Per molto tempo la pelle ha rappresentato un ostacolo all’esplorazione del corpo. Basta guardare una delle migliaia di illustrazioni anatomiche che mostrano ossa, vasi e muscoli in bella vista: ai margini penzolano lembi di pelle decorticata, un’illustrazione vivida dell’intralcio che la nostra sottile corteccia protettiva ha creato a tante generazioni di studiosi e curiosi del corpo umano.
Da circa un secolo non è più così. Con la scoperta della radiografia la pelle ha iniziato a dare meno fastidio e ad acquisire una propria dignità, sia come oggetto che come organo. Alla pelle, sottile confine fra l’interno e l’esterno, la Wellcome Collection di Londra ha dedicato una bella mostra la scorsa primavera, che si perpetua sul Web.
L’etologo inglese Desmond Morris ci ha chiamato “scimmie nude”. In effetti noi esseri umani siamo l’unica specie fra i primati ad avere la pelle ricoperta da soli 5 milioni di peli, una quantità ridicola rispetto ai cugini davvero irsuti. Come sopravvivere senza pelliccia? Contro il freddo ci aiuta (oltre all’invenzione dei vestiti) lo strato di grasso nascosto appena sotto il derma; invece contro la calura sudiamo attraverso i milioni di ghiandole sudorifere che in ogni angolo del corpo producono microscopici spruzzi d’acqua. Quando l’aria è asciutta l’umidità accumulata sulla pelle evapora e la temperatura del sangue nei capillari diminuisce: anche così ci raffreddiamo.
Alla pelle dedichiamo un’attenzione continua e spasmodica, tanto che del nostro derma conosciamo ogni ruga e ogni macchia, ogni taglio e ogni più piccola ferita, e facciamo di tutto per evitare che la nostra storia, e soprattutto la nostra età, traspaiano dalla somma di queste tracce. Andiamo persino sotto i ferri volentieri pur di lisciare ogni avvisaglia del più o meno lungo passato, ignorando però che nessun bisturi può fermare il continuo aumento di entropia al di sotto di una pelle in apparenza perfetta.
L’industria che produce rifatti e rifatte può sembrare volgare e spregevole. Non dobbiamo però dimenticare che tanta pratica chirurgica crea destrezze e perizie che, pur essendo nate per levigare abbienti e vanesi, sono utilizzate anche per i meno fortunati. Basta pensare a come sono cambiate in pochi anni le sembianze dei bambini affetti da palatoschisi, dei grandi ustionati o di chi soffre di malattie sfiguranti.

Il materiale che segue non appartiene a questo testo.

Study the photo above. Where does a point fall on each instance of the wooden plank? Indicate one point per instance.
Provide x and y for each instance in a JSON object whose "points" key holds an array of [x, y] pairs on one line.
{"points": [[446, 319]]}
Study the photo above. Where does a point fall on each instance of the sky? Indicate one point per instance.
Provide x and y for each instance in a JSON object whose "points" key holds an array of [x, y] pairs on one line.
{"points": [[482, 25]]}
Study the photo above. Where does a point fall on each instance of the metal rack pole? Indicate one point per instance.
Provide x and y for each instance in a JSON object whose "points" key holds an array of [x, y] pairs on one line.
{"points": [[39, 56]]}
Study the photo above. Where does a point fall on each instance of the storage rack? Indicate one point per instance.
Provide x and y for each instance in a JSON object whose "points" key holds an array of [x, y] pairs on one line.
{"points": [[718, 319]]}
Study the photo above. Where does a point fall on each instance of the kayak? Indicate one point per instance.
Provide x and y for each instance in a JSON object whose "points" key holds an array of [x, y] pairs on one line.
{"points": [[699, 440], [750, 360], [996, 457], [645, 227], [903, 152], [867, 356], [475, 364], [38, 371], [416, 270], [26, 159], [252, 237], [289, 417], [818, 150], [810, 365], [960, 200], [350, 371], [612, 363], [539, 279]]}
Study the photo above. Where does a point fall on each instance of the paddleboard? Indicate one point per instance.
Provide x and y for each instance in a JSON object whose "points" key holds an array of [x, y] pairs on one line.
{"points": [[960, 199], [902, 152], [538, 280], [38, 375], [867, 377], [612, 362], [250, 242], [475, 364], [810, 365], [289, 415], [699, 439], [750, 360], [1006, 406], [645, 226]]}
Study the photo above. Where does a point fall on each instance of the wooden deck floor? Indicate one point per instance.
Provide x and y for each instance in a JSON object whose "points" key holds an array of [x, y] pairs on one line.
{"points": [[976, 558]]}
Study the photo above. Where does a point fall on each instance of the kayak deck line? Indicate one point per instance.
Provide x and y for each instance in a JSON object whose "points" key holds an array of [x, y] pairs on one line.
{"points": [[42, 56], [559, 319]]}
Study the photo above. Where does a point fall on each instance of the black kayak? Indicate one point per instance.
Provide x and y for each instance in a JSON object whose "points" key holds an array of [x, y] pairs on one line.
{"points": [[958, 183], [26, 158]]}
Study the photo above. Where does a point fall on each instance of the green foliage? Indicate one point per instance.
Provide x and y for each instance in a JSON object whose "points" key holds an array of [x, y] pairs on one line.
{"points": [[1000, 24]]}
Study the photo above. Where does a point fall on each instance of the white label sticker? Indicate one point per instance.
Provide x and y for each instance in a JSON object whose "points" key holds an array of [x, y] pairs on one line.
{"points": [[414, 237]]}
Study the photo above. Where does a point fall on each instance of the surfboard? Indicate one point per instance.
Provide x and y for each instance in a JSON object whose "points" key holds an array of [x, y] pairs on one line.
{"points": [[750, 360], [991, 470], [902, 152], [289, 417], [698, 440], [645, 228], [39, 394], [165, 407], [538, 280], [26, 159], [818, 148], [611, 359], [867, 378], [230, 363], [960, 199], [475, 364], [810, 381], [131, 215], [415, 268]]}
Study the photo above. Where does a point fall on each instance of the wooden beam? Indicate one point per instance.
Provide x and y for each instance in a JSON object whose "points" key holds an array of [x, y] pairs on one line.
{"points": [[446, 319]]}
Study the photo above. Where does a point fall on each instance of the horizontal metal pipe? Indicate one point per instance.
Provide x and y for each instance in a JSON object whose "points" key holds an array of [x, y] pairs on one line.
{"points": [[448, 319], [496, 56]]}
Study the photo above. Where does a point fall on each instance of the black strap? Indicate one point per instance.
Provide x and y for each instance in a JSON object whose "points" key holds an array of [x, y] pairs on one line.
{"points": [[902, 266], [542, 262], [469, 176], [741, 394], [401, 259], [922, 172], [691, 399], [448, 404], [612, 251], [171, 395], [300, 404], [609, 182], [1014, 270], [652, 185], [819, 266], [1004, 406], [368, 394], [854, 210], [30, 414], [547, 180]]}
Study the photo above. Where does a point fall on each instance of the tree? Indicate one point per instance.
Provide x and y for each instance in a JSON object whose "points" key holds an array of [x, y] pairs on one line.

“La pelle è un oggetto che porta insieme la storia e chi la racconta”. Fra le cose più inusuali che un museo possa conservare c’è una raccolta di tatuaggi storici, dovuta al macabro hobby di un certo La Vallette, patologo di un istituto penitenziario francese che si dilettava a rimuovere campioni di pelle tatuata dai cadaveri di detenuti, prevalentemente prostitute e marinai, donatori inconsapevoli di pezzi di storia umana.
Fra gli altri numerosissimi oggetti curiosi, mi hanno colpito alcuni disegni didattici per illustrare i punti di sutura; e il disegno di una mano affetta da impetigine. E se le stigmate fossero stati i segni di un'infezione?
La pelle è sottile ma estesa. Quanto estesa? C’è chi dice che se la stendiamo tutta raggiungiamo le dimensioni all’incirca di una coperta, ma se consideriamo anche le introflessioni nella mucosa arriviamo a coprire un campo da tennis. Mi viene da pensare alla famosa domanda di Benoît Mandelbrot: “Quanto è lunga la costa dell’Inghilterra? Dipende da quanto la si guarda da vicino”. Da quella constatazione cominciava l’esplorazione del mondo frattale. Anche la pelle può essere considerata un po’ come un frattale, sottile ma sostanzialmente infinita.
Un organo affascinante da esplorare, e anche molto importante se consideriamo le capacità di resistenza e di difesa, dalle infinite aggressioni del mondo esterno, su cui ogni giorno si scoprono novità intriganti.
La Wellcome Collection, “una destinazione gratuita per gli incurabilmente curiosi” e “una meta seducente per gli esploratori della condizione umana”, sta portando sul Web una porzione sempre maggiore delle sue raccolte. Un dono per chi vive al di qua della Manica.
Sono particolarmente grata a Caroline Ash: con la sua vivida recensione della mostra, pubblicata su Science, mi ha fatto vedere con la mente le immagini di Skin prima ancora di trovarle sul sito e mi ha fatto venire voglia di condividere con i miei lettori questo gioiello di storia della medicina.
L'ossessione per la bellezza e la conservazione della pelle è un tema trattato in modo molto interessante in Survival of the prettiest, The science of beauty di Nancy Etcoff (Anchor Books, 1999).